As lawmakers reached into the judicial branch of government by creating laws that required mandatory prison sentences, criminal justice costs skyrocketed.
If locking up more people reduced recidivism and crime, or drunken driving, or heroin addiction, then one might say it’s worth the cost. But recidivism is a shameful 41 percent in the state. And incarceration doesn’t fix brain disease, such as addiction. By any measure, the state’s current criminal justice policies are clear failures.
Lawmakers need to take a risk and champion a new way to punish offenders as a way to find enough money to provide services to those most in need in the state. While they may worry that such reform may make them appear to be soft on crime, not taking that stand will likely hurt countless individuals who most need public assistance.
Consider the concern over the Rell’s proposal to redefine the Medicaid definition of medical necessity. According to nearly 10 nonprofit consumer and advocacy groups, the redefinition will not save the state money in the long run but “cause substantial harm” to those with chronic and disabling conditions who rely on the program.
Instead of cutting funding to those who really need it and axing watchdog agencies, lawmakers should consider adopting new policies and provisions that cut incarceration costs for nonviolent offenders. New technology, such as electronic ankle bracelets, would make home confinement feasible and create a tremendous cost-saving solution while still punishing an individual by confining his or her freedom.

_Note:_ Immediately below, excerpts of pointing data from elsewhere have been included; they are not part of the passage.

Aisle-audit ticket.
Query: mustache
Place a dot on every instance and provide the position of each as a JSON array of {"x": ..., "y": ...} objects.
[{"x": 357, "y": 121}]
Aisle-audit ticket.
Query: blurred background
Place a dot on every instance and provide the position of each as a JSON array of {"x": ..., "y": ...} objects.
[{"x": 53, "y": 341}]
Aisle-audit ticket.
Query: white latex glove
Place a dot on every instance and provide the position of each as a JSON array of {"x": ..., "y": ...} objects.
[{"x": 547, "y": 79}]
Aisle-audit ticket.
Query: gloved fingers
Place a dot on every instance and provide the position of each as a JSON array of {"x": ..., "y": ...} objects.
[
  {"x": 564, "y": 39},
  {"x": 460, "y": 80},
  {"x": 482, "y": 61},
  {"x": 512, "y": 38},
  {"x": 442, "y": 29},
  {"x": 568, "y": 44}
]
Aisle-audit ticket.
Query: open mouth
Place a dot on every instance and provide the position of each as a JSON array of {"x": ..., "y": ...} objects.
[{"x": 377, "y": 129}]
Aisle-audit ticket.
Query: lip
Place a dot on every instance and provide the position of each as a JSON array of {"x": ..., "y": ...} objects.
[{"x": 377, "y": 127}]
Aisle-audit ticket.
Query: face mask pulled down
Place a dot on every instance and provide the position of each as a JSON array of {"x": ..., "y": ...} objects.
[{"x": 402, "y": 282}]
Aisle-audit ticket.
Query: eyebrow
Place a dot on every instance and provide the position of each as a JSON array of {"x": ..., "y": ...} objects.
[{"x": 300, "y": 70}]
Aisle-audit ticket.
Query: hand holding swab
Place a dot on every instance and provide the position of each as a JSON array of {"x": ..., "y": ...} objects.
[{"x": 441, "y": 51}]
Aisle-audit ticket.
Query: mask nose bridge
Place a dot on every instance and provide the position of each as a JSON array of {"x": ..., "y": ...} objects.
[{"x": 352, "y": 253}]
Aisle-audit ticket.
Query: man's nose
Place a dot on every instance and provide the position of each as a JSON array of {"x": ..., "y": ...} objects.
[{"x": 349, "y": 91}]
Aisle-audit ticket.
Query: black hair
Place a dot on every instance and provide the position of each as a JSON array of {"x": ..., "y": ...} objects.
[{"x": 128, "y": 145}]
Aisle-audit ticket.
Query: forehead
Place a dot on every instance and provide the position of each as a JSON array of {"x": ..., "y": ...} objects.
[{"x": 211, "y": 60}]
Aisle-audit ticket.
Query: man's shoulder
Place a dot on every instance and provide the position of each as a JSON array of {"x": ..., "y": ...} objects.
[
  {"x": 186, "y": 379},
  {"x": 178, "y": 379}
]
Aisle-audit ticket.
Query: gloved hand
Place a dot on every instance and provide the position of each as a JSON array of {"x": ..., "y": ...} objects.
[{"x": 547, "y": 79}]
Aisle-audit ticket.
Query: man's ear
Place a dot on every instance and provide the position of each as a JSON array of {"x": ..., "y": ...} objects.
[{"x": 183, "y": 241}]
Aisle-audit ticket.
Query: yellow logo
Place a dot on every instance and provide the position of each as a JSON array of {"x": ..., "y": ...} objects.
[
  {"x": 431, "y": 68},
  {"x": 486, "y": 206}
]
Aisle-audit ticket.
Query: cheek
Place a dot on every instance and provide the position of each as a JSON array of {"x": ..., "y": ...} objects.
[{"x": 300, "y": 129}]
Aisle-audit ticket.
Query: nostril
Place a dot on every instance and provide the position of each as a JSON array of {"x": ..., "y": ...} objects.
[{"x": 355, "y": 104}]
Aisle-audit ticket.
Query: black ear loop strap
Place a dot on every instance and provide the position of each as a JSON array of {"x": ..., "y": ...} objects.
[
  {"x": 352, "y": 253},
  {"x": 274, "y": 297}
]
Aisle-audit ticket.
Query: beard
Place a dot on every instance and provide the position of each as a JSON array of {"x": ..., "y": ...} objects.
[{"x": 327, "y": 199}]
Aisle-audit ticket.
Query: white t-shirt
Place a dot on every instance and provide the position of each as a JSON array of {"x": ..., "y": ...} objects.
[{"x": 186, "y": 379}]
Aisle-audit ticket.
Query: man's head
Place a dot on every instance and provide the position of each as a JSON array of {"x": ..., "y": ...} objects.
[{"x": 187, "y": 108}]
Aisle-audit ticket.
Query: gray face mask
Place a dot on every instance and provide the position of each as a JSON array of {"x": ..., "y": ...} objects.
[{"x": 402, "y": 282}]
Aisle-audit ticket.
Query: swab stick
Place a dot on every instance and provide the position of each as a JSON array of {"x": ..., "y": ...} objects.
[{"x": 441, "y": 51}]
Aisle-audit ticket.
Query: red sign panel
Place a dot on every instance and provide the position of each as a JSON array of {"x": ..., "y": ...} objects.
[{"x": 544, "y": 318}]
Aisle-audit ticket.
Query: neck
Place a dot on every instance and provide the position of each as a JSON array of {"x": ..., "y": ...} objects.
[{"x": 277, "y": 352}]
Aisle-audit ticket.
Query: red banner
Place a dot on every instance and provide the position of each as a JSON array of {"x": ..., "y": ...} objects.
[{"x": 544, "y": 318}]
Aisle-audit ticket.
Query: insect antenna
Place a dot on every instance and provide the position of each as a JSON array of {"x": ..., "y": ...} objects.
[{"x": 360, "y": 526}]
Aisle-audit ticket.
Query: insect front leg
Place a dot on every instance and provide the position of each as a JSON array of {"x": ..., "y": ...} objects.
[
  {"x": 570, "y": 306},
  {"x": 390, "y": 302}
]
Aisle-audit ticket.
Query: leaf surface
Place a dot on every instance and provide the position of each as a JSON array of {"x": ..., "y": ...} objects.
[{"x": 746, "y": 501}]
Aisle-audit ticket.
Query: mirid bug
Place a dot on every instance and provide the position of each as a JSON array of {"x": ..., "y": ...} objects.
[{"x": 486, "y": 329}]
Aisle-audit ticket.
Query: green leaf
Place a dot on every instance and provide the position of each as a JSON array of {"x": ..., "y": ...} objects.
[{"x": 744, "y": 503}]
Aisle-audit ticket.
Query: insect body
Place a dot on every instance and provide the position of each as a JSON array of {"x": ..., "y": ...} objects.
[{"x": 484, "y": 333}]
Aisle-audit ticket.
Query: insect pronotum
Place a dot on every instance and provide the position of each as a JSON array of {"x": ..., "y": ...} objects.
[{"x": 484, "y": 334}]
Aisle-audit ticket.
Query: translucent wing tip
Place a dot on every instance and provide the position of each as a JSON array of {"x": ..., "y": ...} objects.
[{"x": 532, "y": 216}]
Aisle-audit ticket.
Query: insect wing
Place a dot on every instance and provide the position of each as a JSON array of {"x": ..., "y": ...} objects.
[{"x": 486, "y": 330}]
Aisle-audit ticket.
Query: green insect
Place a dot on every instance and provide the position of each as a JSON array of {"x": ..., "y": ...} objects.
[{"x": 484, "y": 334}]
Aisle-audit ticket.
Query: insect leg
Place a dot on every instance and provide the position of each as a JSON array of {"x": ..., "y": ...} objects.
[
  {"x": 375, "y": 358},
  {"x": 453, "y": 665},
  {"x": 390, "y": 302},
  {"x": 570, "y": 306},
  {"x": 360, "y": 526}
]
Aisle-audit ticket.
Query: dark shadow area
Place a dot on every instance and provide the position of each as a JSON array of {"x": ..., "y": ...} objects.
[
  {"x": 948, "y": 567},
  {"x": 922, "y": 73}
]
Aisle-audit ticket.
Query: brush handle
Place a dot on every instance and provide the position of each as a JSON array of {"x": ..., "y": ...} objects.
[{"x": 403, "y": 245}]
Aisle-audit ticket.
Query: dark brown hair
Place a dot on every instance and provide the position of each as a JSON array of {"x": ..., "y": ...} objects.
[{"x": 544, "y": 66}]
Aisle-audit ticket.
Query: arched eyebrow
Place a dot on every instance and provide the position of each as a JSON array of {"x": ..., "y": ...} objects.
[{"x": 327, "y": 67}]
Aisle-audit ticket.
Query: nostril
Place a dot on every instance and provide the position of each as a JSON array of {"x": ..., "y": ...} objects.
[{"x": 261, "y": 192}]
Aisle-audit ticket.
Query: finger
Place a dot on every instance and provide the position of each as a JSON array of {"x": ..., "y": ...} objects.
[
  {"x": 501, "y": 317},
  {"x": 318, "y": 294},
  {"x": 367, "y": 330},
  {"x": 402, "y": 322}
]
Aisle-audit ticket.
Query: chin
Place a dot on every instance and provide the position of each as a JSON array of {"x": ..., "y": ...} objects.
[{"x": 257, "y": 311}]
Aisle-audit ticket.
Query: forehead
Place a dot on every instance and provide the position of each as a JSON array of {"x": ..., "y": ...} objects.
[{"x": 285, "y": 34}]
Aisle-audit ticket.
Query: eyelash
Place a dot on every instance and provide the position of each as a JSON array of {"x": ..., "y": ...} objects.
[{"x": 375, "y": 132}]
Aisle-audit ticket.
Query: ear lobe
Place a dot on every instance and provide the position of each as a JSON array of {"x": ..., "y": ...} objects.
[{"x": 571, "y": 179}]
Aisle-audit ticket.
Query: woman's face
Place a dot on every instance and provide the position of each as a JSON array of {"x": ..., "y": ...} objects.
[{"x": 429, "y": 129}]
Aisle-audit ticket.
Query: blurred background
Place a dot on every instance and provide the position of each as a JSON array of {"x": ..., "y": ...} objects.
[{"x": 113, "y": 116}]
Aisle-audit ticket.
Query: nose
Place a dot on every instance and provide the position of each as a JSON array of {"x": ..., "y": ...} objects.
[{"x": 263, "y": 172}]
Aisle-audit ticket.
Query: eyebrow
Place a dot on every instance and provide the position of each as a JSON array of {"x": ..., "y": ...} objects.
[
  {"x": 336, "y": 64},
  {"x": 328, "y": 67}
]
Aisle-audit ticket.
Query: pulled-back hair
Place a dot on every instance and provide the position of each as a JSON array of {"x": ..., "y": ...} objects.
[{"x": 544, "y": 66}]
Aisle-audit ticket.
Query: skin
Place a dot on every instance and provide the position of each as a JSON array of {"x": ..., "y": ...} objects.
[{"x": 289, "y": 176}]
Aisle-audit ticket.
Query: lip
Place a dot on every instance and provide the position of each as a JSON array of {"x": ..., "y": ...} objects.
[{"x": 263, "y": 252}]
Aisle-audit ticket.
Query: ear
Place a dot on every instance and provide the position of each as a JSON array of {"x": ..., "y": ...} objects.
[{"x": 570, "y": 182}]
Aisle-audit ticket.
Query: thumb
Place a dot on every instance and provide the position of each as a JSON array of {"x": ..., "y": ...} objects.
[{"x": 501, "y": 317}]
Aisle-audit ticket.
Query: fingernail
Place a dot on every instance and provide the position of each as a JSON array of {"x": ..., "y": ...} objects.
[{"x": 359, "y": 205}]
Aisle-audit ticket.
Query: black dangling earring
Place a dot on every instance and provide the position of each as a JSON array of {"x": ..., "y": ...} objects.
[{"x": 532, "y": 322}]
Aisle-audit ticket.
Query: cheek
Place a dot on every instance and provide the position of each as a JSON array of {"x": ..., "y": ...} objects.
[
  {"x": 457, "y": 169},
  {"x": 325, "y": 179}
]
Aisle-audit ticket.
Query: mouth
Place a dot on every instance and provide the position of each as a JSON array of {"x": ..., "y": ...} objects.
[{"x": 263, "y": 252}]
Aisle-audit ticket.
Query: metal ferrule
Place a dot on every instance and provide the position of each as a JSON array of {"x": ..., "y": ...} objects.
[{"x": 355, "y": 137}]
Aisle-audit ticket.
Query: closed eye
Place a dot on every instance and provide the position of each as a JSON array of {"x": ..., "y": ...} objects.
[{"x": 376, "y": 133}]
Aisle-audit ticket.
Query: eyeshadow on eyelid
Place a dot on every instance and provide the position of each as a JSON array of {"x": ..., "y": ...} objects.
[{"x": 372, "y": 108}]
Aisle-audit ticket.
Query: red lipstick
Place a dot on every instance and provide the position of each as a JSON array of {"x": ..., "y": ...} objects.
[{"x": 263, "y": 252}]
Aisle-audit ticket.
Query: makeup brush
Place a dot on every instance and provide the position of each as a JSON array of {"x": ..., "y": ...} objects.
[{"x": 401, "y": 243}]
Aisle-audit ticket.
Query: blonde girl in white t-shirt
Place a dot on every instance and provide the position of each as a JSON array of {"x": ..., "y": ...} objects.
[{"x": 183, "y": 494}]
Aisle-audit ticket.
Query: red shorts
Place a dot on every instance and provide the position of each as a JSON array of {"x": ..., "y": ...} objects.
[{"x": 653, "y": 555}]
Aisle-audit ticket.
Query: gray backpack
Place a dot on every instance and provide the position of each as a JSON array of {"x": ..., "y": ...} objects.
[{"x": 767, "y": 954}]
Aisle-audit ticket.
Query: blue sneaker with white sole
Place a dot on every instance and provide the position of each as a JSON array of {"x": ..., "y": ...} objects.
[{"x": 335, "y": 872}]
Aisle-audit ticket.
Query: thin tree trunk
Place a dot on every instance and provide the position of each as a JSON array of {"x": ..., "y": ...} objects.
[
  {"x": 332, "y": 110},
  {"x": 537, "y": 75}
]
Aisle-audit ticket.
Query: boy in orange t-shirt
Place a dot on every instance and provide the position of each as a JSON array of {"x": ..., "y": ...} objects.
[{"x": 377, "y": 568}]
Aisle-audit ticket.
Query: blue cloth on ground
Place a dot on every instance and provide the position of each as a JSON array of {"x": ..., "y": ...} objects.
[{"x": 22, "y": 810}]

Diverting inmates to alternative incarceration programs, such as a day prison where nonviolent offenders perform community service, such as cleaning up state parks, would reduce the cost of providing inmate food, clothing and reduce the need for prison guards, while still punishing offenders and providing money for education and health care programs.
Our elected officials need to be real leaders by championing true reform policies that cut taxes and improve government services.
Reader response:
“Looking at how we got to the ‘here-and-now’, there’s not much to disagree with in your article.
The missing link of course, is economic development in the form of innovative new ideas, technologies, businesses and the magic tax revenue elixir – jobs! GDP jobs, not FDR-era Stimulus jobs.
State government can help by divesting itself of all its costly and non-cooperating economic development agencies and replace them with one CT GDP growth agency that will work tirelessly with business, academia and investors to incentivize real GDP growth in Connecticut. We have the resources – now if we can only lose our ‘Land of Steady Habits’ perspective, which has managed to ‘steadily’ take us downhill.
Also, when voters elect State Legislators who continue to financially burden our diminishing business base, do they know they are also voting themselves out of a job?” — Anthony D Merenda, i-Mark Inc.